The point-slope form is another useful way to write the equation of a line. It is most helpful when you know a point on the line and the slope but not the y-intercept. The form is given by \( y - y_1 = m(x - x_1) \), where \( (x_1, y_1) \) is a known point and \( m \) is the slope of the line. This form allows direct input of these known values to establish an equation for the line. For the exercise, since the slope \( m \) is known to be \( \frac{3}{4} \) and the point \( (2, -3) \) is given, we can plug these into the point-slope form: * \( y + 3 = \frac{3}{4}(x - 2) \). By solving for \( y \), it becomes easier to convert this equation into the slope-intercept form, where it is often simpler to read and interpret the graphically.

Parallel lines in a plane are lines that never intersect.

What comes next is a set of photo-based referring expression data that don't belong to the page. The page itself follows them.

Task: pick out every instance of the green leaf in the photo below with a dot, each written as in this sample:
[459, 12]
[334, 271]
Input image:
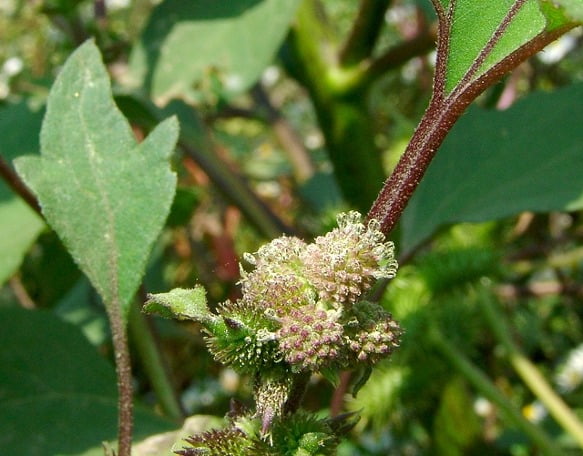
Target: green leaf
[473, 25]
[180, 303]
[474, 22]
[188, 43]
[495, 164]
[106, 196]
[19, 224]
[57, 395]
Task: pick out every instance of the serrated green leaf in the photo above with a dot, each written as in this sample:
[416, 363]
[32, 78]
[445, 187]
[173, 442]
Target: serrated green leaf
[180, 303]
[19, 224]
[57, 395]
[185, 42]
[106, 196]
[495, 164]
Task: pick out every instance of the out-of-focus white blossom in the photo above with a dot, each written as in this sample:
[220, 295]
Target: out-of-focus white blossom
[483, 407]
[570, 375]
[558, 49]
[117, 4]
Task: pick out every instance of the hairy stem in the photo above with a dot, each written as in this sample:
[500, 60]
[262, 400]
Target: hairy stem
[481, 382]
[124, 378]
[17, 185]
[528, 372]
[444, 110]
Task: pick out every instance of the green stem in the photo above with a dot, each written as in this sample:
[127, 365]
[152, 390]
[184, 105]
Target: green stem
[151, 358]
[340, 102]
[365, 31]
[530, 375]
[483, 384]
[123, 369]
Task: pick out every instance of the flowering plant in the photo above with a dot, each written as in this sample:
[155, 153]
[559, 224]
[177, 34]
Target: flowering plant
[302, 311]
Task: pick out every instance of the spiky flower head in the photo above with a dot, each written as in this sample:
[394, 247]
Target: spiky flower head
[223, 442]
[276, 281]
[245, 339]
[310, 337]
[373, 334]
[344, 263]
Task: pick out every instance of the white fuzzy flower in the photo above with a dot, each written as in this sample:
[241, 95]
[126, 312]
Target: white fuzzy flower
[570, 375]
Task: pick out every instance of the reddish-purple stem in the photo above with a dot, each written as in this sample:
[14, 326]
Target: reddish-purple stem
[443, 112]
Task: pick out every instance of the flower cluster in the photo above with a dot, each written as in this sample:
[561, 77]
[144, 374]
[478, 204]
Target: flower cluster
[302, 311]
[301, 306]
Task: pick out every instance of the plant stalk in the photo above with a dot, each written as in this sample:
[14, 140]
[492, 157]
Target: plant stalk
[444, 110]
[124, 378]
[151, 358]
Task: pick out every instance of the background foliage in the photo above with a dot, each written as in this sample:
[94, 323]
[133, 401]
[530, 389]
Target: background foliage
[277, 137]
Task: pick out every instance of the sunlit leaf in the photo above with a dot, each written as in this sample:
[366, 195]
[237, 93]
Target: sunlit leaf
[474, 23]
[57, 394]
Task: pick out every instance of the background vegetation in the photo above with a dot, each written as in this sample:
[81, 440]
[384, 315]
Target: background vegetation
[285, 120]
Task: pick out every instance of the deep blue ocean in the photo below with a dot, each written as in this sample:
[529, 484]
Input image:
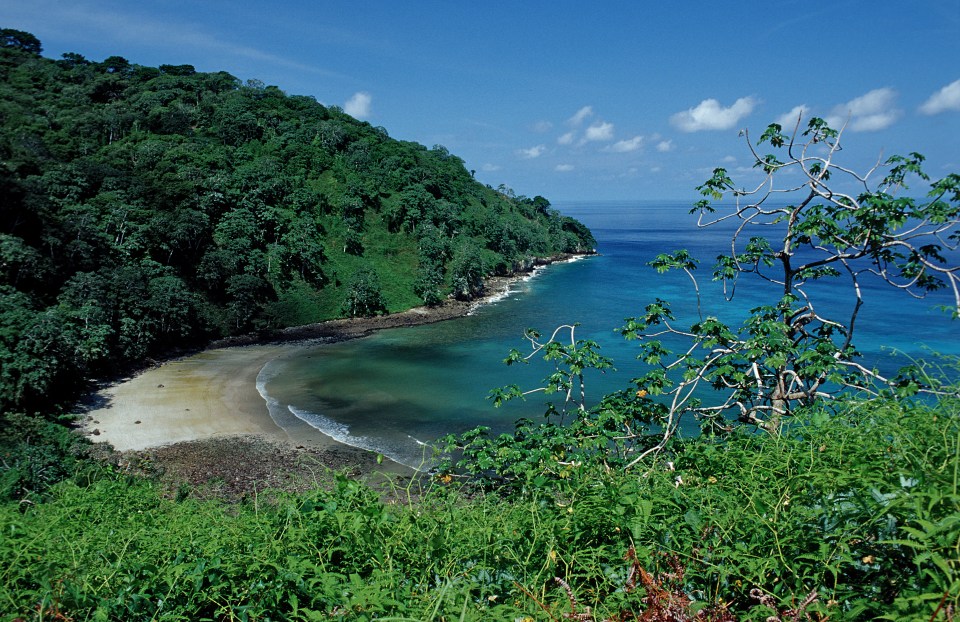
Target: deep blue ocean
[396, 391]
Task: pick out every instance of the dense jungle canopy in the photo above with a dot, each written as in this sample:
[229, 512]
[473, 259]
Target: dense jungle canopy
[145, 208]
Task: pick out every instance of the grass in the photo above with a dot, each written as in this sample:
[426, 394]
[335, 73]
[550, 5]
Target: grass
[852, 515]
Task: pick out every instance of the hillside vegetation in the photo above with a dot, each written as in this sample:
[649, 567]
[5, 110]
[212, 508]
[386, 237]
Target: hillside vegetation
[143, 208]
[149, 207]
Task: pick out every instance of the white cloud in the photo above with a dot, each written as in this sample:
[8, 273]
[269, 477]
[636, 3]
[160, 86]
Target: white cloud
[788, 120]
[947, 98]
[625, 146]
[358, 106]
[868, 113]
[599, 131]
[532, 152]
[580, 116]
[710, 115]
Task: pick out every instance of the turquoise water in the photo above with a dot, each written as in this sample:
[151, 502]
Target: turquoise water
[396, 391]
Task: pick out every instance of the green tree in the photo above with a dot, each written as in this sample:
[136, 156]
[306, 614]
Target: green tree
[365, 297]
[20, 40]
[787, 355]
[467, 271]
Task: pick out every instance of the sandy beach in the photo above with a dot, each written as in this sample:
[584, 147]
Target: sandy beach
[207, 395]
[193, 414]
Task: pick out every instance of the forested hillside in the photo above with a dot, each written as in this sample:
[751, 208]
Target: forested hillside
[143, 208]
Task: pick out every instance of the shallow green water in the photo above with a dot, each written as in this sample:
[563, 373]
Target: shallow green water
[396, 391]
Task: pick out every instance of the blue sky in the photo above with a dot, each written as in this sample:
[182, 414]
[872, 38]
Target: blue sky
[571, 100]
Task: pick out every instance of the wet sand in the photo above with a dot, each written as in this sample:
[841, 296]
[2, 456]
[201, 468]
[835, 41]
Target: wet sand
[177, 412]
[207, 395]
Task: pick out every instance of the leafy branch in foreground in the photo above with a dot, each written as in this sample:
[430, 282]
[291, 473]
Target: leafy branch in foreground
[796, 238]
[810, 246]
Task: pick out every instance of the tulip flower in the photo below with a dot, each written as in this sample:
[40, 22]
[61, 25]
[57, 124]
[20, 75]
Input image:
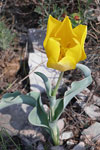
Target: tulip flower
[63, 44]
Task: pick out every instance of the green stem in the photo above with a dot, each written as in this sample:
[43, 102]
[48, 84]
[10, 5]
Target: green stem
[58, 83]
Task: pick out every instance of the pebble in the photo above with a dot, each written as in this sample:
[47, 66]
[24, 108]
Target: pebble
[66, 135]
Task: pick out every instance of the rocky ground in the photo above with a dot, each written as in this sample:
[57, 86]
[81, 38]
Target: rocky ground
[80, 122]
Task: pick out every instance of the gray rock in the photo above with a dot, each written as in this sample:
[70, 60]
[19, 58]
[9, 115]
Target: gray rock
[15, 121]
[66, 135]
[96, 100]
[57, 148]
[93, 132]
[80, 146]
[14, 118]
[40, 146]
[92, 111]
[35, 39]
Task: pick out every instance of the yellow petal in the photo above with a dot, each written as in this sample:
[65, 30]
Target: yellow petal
[53, 49]
[81, 32]
[65, 32]
[53, 25]
[67, 63]
[75, 52]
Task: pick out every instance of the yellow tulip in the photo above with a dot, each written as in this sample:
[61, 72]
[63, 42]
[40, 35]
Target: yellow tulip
[63, 44]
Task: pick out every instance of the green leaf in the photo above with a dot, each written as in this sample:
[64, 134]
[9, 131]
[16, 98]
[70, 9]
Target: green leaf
[78, 86]
[9, 99]
[46, 82]
[58, 108]
[38, 116]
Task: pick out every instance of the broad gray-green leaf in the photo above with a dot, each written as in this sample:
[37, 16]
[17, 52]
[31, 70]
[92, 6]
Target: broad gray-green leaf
[76, 87]
[58, 108]
[38, 116]
[46, 82]
[18, 98]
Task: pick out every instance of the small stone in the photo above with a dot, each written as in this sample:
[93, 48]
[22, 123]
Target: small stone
[80, 146]
[46, 108]
[61, 124]
[93, 112]
[96, 100]
[57, 148]
[70, 142]
[40, 146]
[93, 132]
[66, 135]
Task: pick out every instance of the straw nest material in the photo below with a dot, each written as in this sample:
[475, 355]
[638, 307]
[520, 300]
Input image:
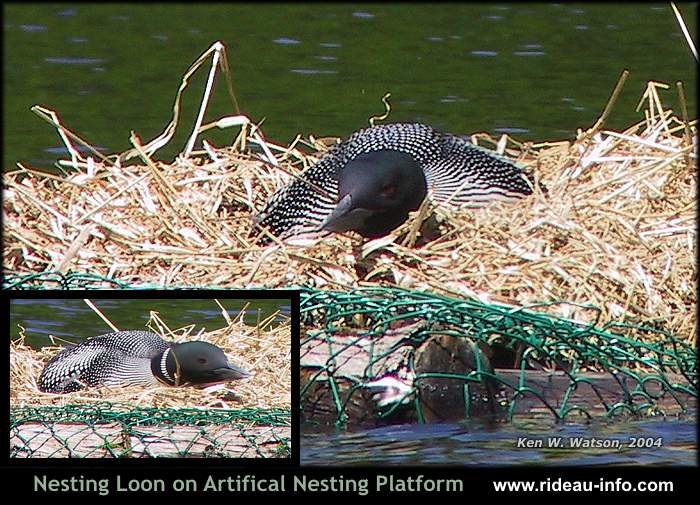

This means they have the same slope, but different y-intercepts. The fact that parallel lines share the same slope is really crucial, as it simplifies finding equations for lines parallel to a given line. In our exercise, we were asked to find a line parallel to \( y = \frac{3}{4}x + 2 \). Knowing that parallel lines share the same slope, our new line must also have a slope of \( \frac{3}{4} \). By applying the point-slope form using the point \( (2, -3) \) and this slope, we establish the equation of our new line as \( y = \frac{3}{4}x - \frac{9}{2} \). The difference in the y-intercept from the original line is what keeps these two lines from intersecting, confirming their parallel nature.